Le faible nombre d’écrits rend plus difficile le tri entre infos et intox concernant cette période historique. Pourtant, les historiens dénoncent les nombreux clichés qui semblent lui coller à la peau comme un vieux chewing-gum… La preuve par quatre clichés bien ancrés, pointés dans le livre de Justine Breton, « Un Moyen-Âge en clair-obscur ».

On ne compte plus les cottes de maille en coton et autres costumes anachroniques qui, à l’écran, marient le Moyen Âge à toutes les sauces et en font la principale fashion victim d’une tendance née avec Thierry la fronde et Robin des bois, popularisée ensuite par la fièvre Game of Thrones.

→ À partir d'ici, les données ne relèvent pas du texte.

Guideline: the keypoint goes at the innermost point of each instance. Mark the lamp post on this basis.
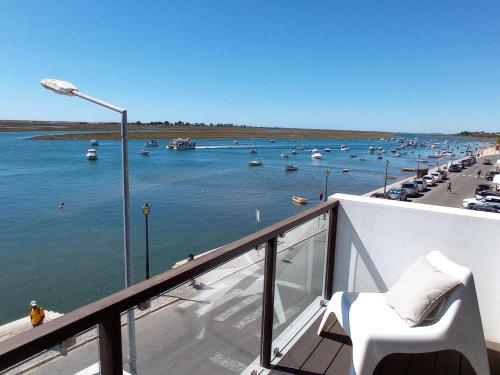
(67, 88)
(146, 209)
(385, 179)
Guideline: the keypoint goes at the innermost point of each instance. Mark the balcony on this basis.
(253, 306)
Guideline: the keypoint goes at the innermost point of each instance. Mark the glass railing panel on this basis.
(300, 266)
(76, 355)
(209, 325)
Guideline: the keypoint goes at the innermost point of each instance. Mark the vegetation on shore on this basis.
(167, 130)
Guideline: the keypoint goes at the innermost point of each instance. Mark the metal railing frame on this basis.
(105, 312)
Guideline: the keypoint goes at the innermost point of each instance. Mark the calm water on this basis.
(200, 199)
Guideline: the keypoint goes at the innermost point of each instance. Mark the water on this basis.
(200, 199)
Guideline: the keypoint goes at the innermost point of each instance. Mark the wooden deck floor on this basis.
(331, 354)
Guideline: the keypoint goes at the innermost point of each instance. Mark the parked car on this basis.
(430, 181)
(488, 207)
(397, 194)
(437, 176)
(411, 188)
(421, 184)
(490, 174)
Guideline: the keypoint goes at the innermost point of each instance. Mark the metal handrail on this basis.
(29, 343)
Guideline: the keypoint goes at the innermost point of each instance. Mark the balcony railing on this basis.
(106, 313)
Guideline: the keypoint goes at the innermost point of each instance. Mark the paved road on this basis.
(216, 330)
(463, 185)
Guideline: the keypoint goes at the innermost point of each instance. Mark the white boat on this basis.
(182, 144)
(255, 163)
(152, 143)
(91, 154)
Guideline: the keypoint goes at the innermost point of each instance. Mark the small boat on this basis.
(316, 155)
(299, 200)
(91, 154)
(255, 163)
(152, 143)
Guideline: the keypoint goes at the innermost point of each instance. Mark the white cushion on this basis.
(419, 290)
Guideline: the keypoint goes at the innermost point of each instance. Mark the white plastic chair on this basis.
(377, 331)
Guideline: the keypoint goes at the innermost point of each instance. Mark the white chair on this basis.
(377, 331)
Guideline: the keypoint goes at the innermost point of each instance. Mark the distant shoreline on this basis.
(112, 131)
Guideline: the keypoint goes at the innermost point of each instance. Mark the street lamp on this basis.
(385, 179)
(146, 209)
(67, 88)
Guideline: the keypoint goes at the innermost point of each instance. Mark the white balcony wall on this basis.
(378, 239)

Un exemple célèbre ? Les costumes anachroniques de la série française KaamelottBien sûr, peintures et tapisseries constituent des sources d’inspiration non négligeables, mais l’attente du public est telle que quelques entorses à la réalité sont devenues monnaie courante. Ainsi, pas de chevaliers sans armures complètes même si, dans les faits, celles-ci ne se sont pas imposées avant les années 1300 ou 1400, soit bien après l’époque de la légende arthurienne. Mais Sire Kaamelott, tel qu’imaginé par l’acteur et scénariste Alexandre Astier, ne s’embarrasse pas de ce genre de détails…

Guerre éclair et justice expéditive

La brume permet de réduire les coûts de figuration en cas de grandes batailles comme dans « Game of Thrones ».

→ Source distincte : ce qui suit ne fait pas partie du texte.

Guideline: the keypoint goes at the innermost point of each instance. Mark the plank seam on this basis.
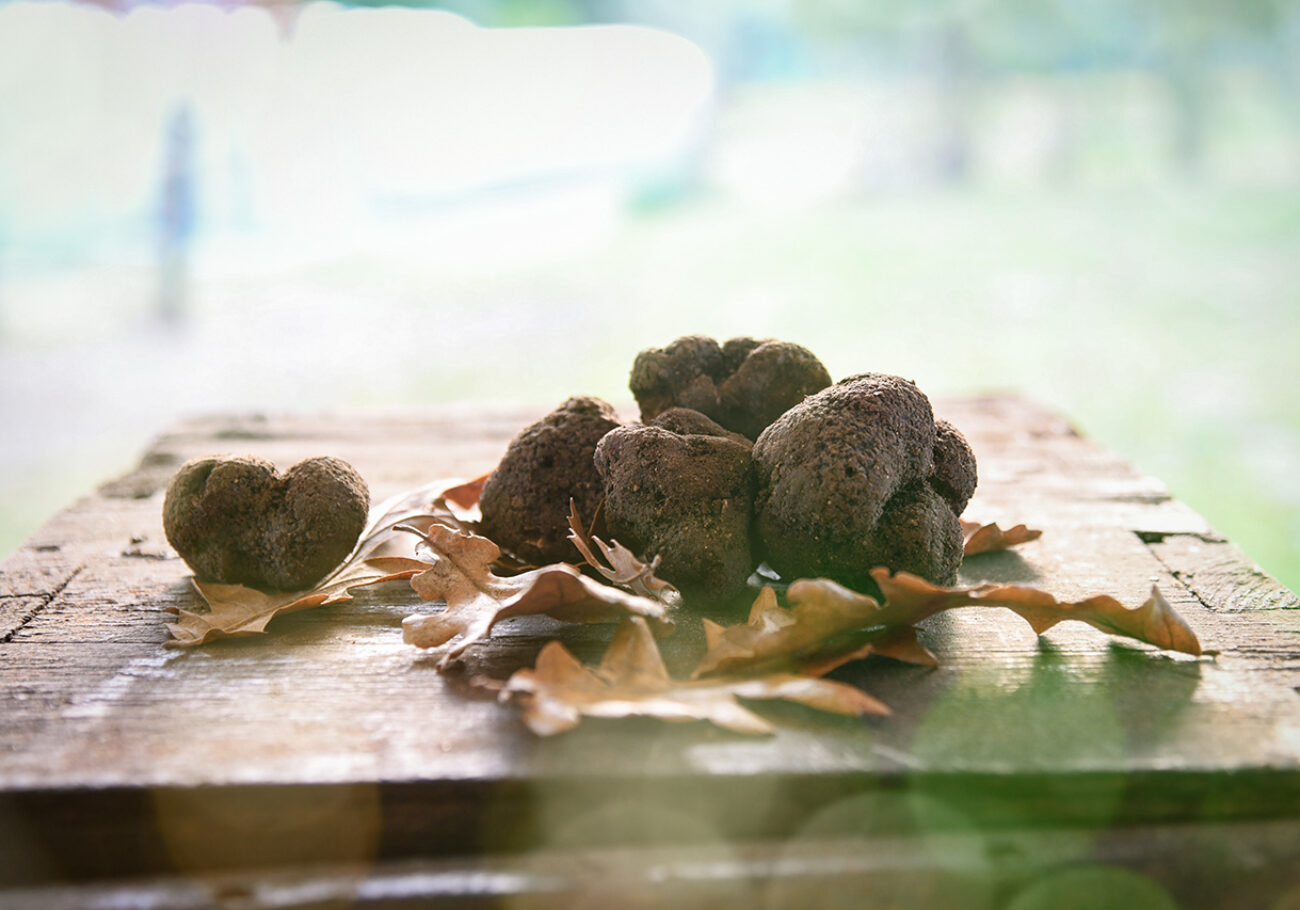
(1174, 573)
(46, 601)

Au Moyen Âge, la justice est supposée cruelle et expéditive. Or la peine de mort, pourtant régulièrement mise en scène dans les films et les séries, était très rare. Dans les films et les séries, tout est fait pour marquer les esprits et glorifier notre époque censément plus humaine. Ainsi des batailles se déroulant dans la brume pour les mêmes obscures raisons… Obscures ? Pas tant que cela. Le but recherché est de créer l’illusion, tout en masquant le nombre réel de participants à ces batailles supposées d’anthologie. La brume ou la nuit noire, tout en accentuant le caractère inquiétant ou mystérieux, permettent en effet d’atténuer les détails et de suggérer des combats très impressionnants, sans pour autant faire exploser les coûts de production et de figuration.

Visages sales et sourires troués

« Les Visiteurs » le film de Jean-Marie Poiré reprend le cliché des personnages en partie édentés.

Régulièrement moquée et décriée, l’hygiène, notamment bucco-dentaire, médiévale est un sujet de plaisanterie récurrent dans les films et les séries. À l’encontre des réflexions opposées et nettement plus nuancées avancées par la recherche. Il suffit, pour s’en convaincre, de se souvenir de la dentition catastrophique de Jacquouille la fripouille dans le film Les Visiteurs (1993) de Jean-Marie Poiré. Là encore, il s’agit d’un procès d’intention totalement infondé, issu de notre conception de l’hygiène dentaire. Le sucre étant quasiment absent de l’alimentation médiévale et, tout particulièrement de celle des plus basses catégories sociales, la dentition d’un paysan du Moyen Âge s’avérait en réalité bien meilleure que celle de nombre de nos contemporains…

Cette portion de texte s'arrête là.